Credit: Michael Stratton (left) and Peter Campbell.

Since the Human Genome Project began 20 years ago huge progress has been made to make sequencing technologies both cheaper and quicker. But an analysis of the sequences of two cancer genomes shows the obstacles that remain to be overcome to make these technologies even more useful.

The time and money saved by next-generation sequencing technologies — compared with the first-generation approaches used for the Human Genome Project — make it possible to sequence the genome of an individual's cancer cells to identify all the mutations contributing to the cancer. But a drawback of the new technologies is that DNA sequences are obtained in snippets of only about 100 base pairs at a time, as opposed to the 500 or more that the first-generation methods can read in one go. So when a group of researchers from nine institutions set out to sequence the genome of cancer cells from a patient with smoking-related lung cancer (see page 184) and from a patient with the skin cancer melanoma, related to ultraviolet-light exposure (see page 191), they had more puzzle pieces to put together to get the entire genome sequence.

The results illustrate the power of a cancer genome sequence as an archaeological excavation.

As a result, they had to sequence each genome 30 times — rather than the 10 times that yield a high-quality sequence using first-generation technology — to make sure they had enough overlap among the pieces to 'map' their locations on chromosomes. “The smaller the fragment you have, the more ambiguity you have and the more difficult it is to map,” says Michael Stratton, a genomicist at the Wellcome Trust Sanger Institute in Hinxton, UK, who led the sequencing efforts and focused on analysing the melanoma genome. The group persevered by repeatedly tweaking the bioinformatics algorithms that picked or 'called' each piece in the puzzle, says Stratton, analysing about 200 billion data points in total.

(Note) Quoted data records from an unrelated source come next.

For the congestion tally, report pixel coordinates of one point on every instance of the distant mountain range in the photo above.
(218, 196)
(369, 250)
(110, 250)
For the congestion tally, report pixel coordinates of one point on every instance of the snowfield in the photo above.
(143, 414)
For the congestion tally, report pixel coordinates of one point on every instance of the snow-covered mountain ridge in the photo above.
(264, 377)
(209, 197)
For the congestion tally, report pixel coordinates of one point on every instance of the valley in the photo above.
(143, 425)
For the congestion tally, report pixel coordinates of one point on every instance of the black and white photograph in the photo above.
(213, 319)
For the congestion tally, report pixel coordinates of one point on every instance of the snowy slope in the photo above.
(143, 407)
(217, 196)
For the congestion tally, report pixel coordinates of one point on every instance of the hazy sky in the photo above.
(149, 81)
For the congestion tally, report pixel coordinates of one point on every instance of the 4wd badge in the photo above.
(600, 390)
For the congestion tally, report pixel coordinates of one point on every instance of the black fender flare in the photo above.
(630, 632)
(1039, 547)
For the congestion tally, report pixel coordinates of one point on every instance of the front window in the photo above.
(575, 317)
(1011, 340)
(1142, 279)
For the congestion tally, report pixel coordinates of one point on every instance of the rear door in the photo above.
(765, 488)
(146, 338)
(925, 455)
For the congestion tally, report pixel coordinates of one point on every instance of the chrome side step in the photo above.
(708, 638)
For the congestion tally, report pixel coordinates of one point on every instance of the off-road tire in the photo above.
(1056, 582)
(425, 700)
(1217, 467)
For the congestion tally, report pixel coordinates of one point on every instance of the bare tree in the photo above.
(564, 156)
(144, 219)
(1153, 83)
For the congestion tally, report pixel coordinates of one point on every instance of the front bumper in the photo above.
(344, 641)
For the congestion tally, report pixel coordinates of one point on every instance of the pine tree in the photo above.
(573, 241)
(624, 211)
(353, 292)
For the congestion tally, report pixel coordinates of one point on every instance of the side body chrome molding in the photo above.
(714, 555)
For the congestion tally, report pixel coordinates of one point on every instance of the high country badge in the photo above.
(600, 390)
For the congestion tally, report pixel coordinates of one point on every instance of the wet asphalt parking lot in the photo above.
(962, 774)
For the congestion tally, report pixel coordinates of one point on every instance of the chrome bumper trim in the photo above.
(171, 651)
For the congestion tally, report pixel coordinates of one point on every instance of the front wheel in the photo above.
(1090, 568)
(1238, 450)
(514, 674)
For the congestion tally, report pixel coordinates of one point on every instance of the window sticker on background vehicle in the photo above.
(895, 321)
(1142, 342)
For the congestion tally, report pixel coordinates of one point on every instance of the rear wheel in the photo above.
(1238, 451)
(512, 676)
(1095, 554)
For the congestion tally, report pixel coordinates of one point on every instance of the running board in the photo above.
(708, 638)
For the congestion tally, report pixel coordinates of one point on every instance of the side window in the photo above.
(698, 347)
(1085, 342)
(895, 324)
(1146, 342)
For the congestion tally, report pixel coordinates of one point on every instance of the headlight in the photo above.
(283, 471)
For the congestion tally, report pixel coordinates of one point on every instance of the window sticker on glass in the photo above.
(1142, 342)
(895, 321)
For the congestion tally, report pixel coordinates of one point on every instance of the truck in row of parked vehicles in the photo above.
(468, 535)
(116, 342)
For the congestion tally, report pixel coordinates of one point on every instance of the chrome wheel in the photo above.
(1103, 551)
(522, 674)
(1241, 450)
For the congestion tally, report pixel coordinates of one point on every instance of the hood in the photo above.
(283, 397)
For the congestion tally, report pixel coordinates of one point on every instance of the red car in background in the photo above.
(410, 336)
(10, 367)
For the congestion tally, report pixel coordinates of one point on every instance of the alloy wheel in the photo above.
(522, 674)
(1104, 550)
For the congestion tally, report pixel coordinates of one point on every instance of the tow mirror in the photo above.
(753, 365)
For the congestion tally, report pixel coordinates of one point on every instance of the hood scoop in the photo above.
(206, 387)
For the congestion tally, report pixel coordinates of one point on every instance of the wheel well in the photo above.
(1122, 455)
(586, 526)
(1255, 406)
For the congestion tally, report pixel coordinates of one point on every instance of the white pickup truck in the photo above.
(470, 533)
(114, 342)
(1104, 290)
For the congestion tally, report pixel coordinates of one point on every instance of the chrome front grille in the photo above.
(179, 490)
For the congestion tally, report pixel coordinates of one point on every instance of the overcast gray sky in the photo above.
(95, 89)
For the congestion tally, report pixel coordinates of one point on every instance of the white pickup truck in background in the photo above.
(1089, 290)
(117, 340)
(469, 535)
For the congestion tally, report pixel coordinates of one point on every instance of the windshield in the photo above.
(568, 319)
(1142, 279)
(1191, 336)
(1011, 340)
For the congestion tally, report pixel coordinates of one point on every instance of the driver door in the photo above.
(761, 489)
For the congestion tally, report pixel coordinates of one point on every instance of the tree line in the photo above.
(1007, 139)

However, getting the sequence data was only the first step. The authors then had to identify mutations that contributed to each cancer. To do so, they sequenced genomes of healthy cells from each individual and compared these with those of tumour cells to pin down the differences. Next, they identified all the mutations that were inherited but that probably did not contribute to the cancer, to find the final set that was likely to be involved in cancer. That, too, was complicated, because they had to look at several kinds of mutation, and identification of each type relied on a separate algorithm. Moreover, says Stratton, “each of those has its own issues in terms of calling the mutations successfully”.

But the effort was worth it. The team identified more than 33,000 mutations in the melanoma and more than 23,000 in the lung cancer. The complete set reveals a timeline of how the DNA changed, with 'letters' dropping out, being added or being transposed — from long before cancer would have developed to a point associated with symptoms. Most surprisingly, says Stratton, is that the data provided evidence of the cells' DNA-repair mechanisms fixing some of these mutations. “The results illustrate the power of a cancer-genome sequence as an archaeological excavation, revealing traces of the DNA damage, repair, mutation and selection processes that were operative years before the cancer became symptomatic,” he says. “We saw things in those two cancers that we'd never seen before: imprints of the DNA-repair machinery.”

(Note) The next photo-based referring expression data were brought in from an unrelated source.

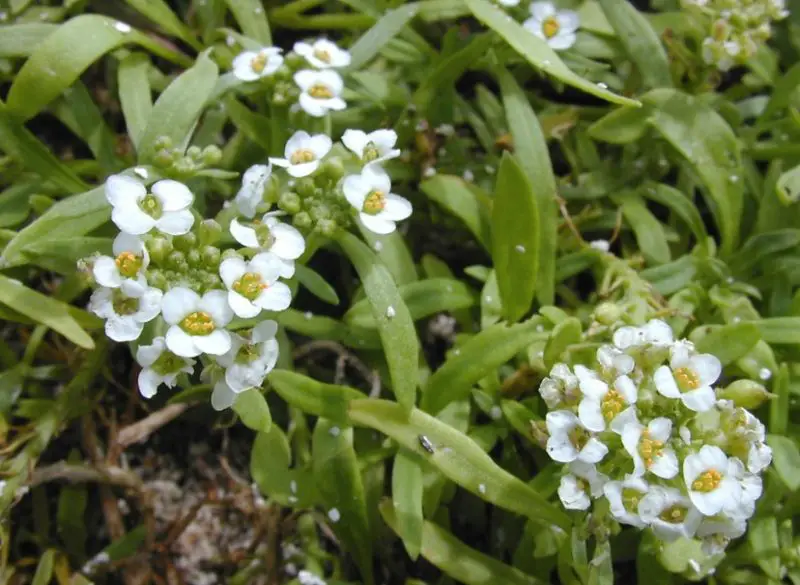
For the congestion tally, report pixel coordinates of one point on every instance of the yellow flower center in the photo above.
(375, 202)
(687, 379)
(259, 62)
(128, 264)
(612, 405)
(550, 27)
(250, 285)
(302, 155)
(707, 481)
(322, 55)
(649, 448)
(674, 514)
(198, 323)
(320, 91)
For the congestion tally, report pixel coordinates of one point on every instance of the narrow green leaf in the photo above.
(252, 408)
(43, 309)
(134, 94)
(395, 325)
(515, 238)
(476, 358)
(407, 492)
(252, 19)
(423, 299)
(533, 156)
(312, 397)
(470, 205)
(338, 478)
(178, 107)
(458, 457)
(536, 51)
(388, 26)
(640, 41)
(21, 145)
(710, 148)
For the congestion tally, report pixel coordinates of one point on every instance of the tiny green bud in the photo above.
(302, 220)
(209, 232)
(289, 202)
(745, 393)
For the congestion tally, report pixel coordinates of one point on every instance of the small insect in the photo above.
(426, 444)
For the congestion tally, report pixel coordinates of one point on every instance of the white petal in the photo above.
(215, 343)
(121, 189)
(175, 223)
(181, 343)
(177, 303)
(172, 195)
(231, 270)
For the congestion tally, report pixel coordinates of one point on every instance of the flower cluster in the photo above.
(737, 28)
(317, 86)
(642, 427)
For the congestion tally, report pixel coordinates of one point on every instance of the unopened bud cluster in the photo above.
(642, 427)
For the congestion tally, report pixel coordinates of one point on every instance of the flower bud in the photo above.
(745, 393)
(209, 232)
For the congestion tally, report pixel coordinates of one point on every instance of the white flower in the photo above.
(136, 212)
(321, 91)
(624, 497)
(710, 478)
(253, 286)
(130, 259)
(689, 377)
(648, 446)
(271, 235)
(252, 65)
(323, 54)
(159, 366)
(373, 148)
(249, 360)
(370, 193)
(197, 324)
(126, 309)
(602, 404)
(251, 194)
(569, 441)
(560, 385)
(556, 27)
(303, 153)
(669, 513)
(582, 481)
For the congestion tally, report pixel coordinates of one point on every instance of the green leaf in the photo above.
(476, 358)
(710, 148)
(338, 478)
(458, 457)
(178, 107)
(312, 397)
(43, 309)
(640, 41)
(470, 205)
(648, 230)
(395, 326)
(388, 26)
(21, 145)
(407, 492)
(134, 94)
(252, 408)
(536, 51)
(423, 299)
(252, 19)
(533, 156)
(785, 460)
(515, 238)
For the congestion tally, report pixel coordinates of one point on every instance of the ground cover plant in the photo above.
(365, 291)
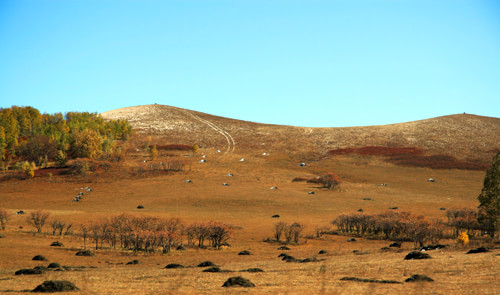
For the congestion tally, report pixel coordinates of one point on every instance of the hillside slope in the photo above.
(463, 136)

Although sequencing individual cancer genomes is still too expensive and time-consuming to be done routinely, says Peter Campbell, the Sanger genomicist who led the lung-cancer sequencing project, the effort is worthwhile because it will eventually improve cancer diagnosis by allowing clinicians to see mutations that lead to cancer before the disease takes hold. It will also allow them to monitor treatment progress by looking for signs that cancer-causing mutations have stopped occurring. “Defining recurrent mutations gives us leads into diagnostics and treatments as well as the underlying molecular mechanisms,” Campbell explains.

He also believes that sequencing technologies will continue to improve. When next-generation sequencing emerged, sequencing machines could identify only 25 base pairs at a time. That has risen to 100 and, Campbell says, will continue to increase as new machines appear. As this generation of sequencing improves and new types, such as single-molecule sequencing, come on board, the cost will go down and accuracy will go up. “There's a real possibility that single-molecule sequencing will become a reality. That will be a quantum leap in the amount of sequence we can generate,” he says.